Allocating your exemption
If your generation-skipping gifts won’t exceed the $5.25 million exemption amount, then allocation isn’t an issue. But if you don’t have enough exemption to go around, you should allocate it in a way that maximizes the tax savings.
The most powerful tool for leveraging the exemption is an irrevocable trust. You need to allocate only enough of your exemption to cover your contributions to the trust and any future growth will be shielded from GST taxes.
Suppose, for example, that you transfer $5 million to a trust for the benefit of your grandchildren and allocate $5 million of your GST exemption to the trust. If the trust’s value grows to $20 million over the next 20 years, the entire amount will be exempt from GST taxes.
As you plan your estate, pay careful attention to the automatic allocation rules, which automatically allocate your GST tax exemption to direct skips and certain trust contributions. These rules are designed to prevent you from inadvertently losing the benefits of the exemption. But in some cases, it makes sense to opt out.

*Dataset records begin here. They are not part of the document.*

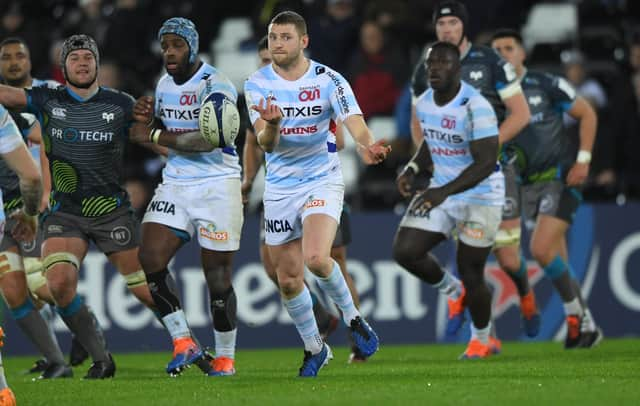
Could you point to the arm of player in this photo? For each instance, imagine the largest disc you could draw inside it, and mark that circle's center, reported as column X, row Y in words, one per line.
column 339, row 136
column 484, row 152
column 191, row 141
column 13, row 97
column 517, row 119
column 582, row 111
column 416, row 131
column 252, row 157
column 267, row 127
column 420, row 162
column 371, row 152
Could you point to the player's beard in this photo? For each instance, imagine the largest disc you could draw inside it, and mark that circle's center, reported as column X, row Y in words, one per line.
column 83, row 85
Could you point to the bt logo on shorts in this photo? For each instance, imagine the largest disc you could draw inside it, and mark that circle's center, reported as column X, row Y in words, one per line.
column 277, row 226
column 161, row 206
column 211, row 233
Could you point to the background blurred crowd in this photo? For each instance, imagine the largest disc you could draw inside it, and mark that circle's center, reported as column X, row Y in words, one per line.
column 374, row 44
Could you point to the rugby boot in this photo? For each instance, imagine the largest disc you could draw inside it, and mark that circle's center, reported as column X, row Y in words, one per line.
column 222, row 366
column 313, row 363
column 54, row 371
column 530, row 314
column 364, row 338
column 456, row 317
column 185, row 353
column 102, row 369
column 475, row 350
column 574, row 335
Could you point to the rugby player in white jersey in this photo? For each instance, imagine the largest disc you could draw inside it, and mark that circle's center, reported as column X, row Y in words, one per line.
column 293, row 105
column 200, row 193
column 15, row 153
column 466, row 192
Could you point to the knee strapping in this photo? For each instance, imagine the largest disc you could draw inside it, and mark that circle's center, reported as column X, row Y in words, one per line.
column 60, row 258
column 35, row 274
column 136, row 279
column 507, row 238
column 10, row 262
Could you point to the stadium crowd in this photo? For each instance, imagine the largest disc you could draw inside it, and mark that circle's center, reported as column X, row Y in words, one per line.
column 374, row 44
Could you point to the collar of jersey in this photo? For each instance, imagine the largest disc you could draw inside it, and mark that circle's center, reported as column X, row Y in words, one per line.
column 78, row 97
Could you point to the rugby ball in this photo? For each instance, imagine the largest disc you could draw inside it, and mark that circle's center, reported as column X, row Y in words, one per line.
column 219, row 120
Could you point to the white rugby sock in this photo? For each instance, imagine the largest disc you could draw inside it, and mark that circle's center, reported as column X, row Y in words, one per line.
column 300, row 309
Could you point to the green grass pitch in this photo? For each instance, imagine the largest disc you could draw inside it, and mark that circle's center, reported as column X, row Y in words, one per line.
column 525, row 373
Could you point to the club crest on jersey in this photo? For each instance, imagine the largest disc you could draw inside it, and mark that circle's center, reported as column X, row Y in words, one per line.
column 475, row 75
column 109, row 117
column 535, row 100
column 59, row 112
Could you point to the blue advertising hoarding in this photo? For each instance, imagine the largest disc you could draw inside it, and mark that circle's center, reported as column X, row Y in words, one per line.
column 604, row 246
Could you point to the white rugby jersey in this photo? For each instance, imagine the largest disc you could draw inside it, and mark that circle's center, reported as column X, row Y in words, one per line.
column 311, row 105
column 10, row 139
column 178, row 106
column 448, row 130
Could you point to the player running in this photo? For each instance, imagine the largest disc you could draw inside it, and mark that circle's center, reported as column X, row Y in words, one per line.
column 294, row 104
column 84, row 133
column 252, row 158
column 551, row 176
column 466, row 193
column 16, row 155
column 497, row 82
column 200, row 192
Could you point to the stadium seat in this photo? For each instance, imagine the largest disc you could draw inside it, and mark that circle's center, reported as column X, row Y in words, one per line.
column 550, row 22
column 232, row 32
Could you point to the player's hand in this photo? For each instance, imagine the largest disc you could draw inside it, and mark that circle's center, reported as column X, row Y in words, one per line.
column 246, row 187
column 430, row 198
column 578, row 174
column 139, row 132
column 374, row 153
column 25, row 228
column 143, row 110
column 270, row 113
column 405, row 181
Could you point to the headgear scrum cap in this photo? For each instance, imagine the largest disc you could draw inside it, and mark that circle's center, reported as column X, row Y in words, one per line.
column 80, row 41
column 184, row 28
column 451, row 9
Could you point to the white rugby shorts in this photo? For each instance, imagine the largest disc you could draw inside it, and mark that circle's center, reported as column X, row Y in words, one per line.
column 475, row 225
column 213, row 210
column 285, row 214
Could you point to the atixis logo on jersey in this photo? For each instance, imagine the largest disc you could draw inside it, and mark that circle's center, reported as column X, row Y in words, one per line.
column 475, row 75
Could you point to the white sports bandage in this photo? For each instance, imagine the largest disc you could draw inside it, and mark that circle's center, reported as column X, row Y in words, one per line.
column 35, row 274
column 584, row 157
column 138, row 278
column 60, row 258
column 507, row 238
column 10, row 262
column 414, row 166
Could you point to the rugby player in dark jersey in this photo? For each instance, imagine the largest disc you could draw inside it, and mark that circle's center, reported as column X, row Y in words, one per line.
column 496, row 80
column 84, row 135
column 551, row 176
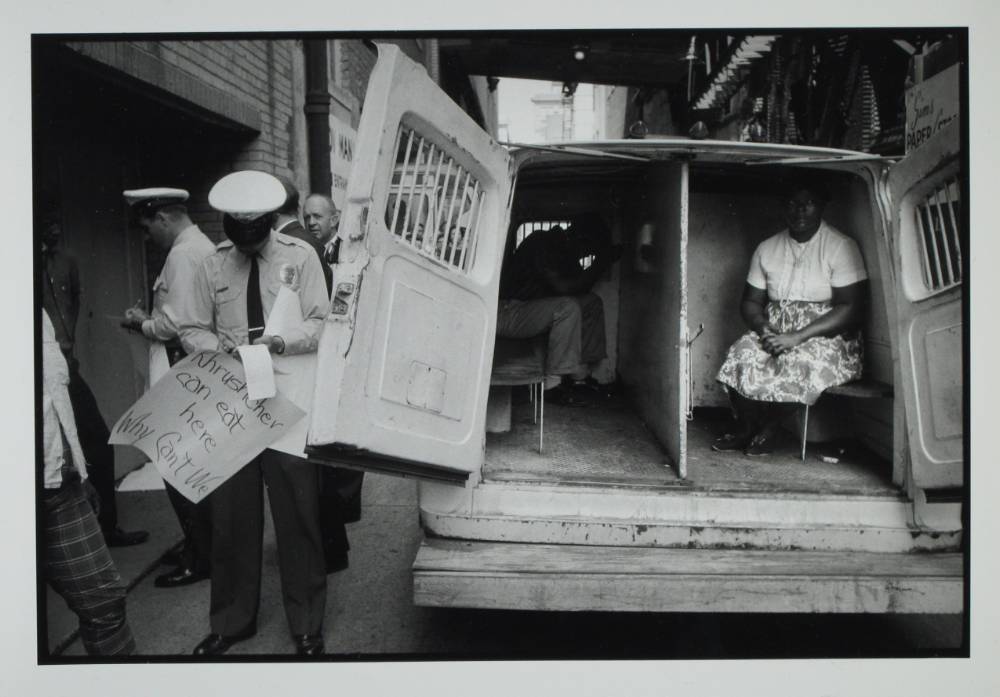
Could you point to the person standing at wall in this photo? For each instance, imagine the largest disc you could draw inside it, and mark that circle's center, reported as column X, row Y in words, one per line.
column 76, row 561
column 234, row 293
column 61, row 293
column 341, row 496
column 287, row 223
column 161, row 213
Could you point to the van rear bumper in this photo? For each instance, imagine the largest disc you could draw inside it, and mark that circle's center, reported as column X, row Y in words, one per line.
column 519, row 576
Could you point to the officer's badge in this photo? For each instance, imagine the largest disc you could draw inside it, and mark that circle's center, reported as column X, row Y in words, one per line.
column 288, row 274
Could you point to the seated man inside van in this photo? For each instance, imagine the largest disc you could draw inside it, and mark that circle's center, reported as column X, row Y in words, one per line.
column 544, row 288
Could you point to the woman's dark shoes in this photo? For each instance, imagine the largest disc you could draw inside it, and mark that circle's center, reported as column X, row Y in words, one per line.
column 309, row 645
column 761, row 444
column 564, row 397
column 180, row 576
column 216, row 644
column 730, row 442
column 117, row 537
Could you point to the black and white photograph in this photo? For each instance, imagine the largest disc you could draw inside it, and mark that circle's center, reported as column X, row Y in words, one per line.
column 574, row 347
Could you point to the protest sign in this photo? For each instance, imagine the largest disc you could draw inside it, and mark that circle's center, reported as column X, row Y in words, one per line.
column 199, row 426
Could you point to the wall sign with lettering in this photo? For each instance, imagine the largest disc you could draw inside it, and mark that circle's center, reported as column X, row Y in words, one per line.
column 199, row 426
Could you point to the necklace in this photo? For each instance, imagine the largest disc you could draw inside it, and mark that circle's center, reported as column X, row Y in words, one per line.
column 799, row 253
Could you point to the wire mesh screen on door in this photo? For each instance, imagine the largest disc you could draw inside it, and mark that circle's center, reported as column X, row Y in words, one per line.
column 434, row 203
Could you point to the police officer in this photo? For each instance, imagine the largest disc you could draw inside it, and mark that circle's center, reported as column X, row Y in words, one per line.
column 234, row 293
column 162, row 214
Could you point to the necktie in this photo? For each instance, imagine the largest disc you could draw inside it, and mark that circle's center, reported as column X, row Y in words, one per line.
column 255, row 310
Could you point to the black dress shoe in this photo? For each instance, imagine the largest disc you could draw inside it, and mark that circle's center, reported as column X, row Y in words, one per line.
column 216, row 644
column 174, row 556
column 335, row 561
column 119, row 538
column 309, row 645
column 180, row 576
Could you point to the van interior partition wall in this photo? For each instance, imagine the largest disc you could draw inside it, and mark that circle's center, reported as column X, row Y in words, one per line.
column 688, row 231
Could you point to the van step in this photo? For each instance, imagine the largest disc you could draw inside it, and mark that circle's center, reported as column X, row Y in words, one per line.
column 494, row 575
column 579, row 516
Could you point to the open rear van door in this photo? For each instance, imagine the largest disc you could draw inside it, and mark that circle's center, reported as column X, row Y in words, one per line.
column 404, row 360
column 927, row 253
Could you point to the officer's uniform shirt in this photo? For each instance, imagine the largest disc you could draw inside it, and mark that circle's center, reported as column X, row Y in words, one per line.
column 172, row 296
column 59, row 426
column 219, row 307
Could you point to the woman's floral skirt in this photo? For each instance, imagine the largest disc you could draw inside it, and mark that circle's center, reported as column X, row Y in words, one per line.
column 799, row 375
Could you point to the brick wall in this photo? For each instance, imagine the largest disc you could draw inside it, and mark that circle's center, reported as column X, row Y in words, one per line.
column 258, row 83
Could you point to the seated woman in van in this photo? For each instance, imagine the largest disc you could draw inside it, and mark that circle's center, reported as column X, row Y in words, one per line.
column 803, row 302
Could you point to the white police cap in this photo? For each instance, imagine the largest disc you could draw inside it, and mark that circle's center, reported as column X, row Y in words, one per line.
column 247, row 195
column 149, row 199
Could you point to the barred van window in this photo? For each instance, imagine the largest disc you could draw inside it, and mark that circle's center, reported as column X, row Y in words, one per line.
column 938, row 224
column 434, row 203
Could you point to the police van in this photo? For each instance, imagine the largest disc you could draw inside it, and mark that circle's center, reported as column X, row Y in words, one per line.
column 624, row 506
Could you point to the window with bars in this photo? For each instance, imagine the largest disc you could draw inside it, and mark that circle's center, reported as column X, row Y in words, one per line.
column 525, row 229
column 938, row 219
column 435, row 204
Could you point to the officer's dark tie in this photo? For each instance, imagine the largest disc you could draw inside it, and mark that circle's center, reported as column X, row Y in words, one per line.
column 255, row 310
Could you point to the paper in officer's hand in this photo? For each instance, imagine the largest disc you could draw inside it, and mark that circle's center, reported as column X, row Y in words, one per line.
column 286, row 313
column 259, row 371
column 159, row 364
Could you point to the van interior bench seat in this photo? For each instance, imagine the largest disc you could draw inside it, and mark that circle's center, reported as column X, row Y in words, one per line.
column 609, row 445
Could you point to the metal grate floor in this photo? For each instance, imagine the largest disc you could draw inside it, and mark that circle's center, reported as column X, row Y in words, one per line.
column 609, row 446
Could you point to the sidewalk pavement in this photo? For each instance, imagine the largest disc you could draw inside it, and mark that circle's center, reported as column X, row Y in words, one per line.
column 369, row 605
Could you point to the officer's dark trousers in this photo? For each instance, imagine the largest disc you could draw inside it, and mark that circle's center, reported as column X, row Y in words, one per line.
column 94, row 434
column 194, row 518
column 237, row 537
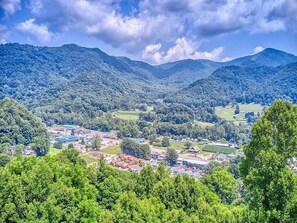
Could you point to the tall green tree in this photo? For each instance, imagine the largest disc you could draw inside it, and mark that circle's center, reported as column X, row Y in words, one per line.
column 165, row 142
column 266, row 169
column 96, row 142
column 171, row 156
column 40, row 146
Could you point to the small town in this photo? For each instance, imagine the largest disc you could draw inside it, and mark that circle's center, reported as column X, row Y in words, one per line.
column 191, row 161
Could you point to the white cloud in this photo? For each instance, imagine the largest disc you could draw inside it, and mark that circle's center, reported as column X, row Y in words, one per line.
column 3, row 34
column 40, row 32
column 163, row 21
column 10, row 6
column 183, row 49
column 258, row 49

Say you’re making several outright gifts to your grandchildren but you’re also planning to set up a $5 million trust for their benefit. To save your exemption for the trust, where it will generate the greatest tax savings, you might want to opt out of automatic allocation for the outright gifts.
Creating a dynasty
With careful planning, you can create a “dynasty trust.” By leveraging your GST tax exemption, a dynasty trust can grow and compound tax-free for decades to benefit your grandchildren and future generations.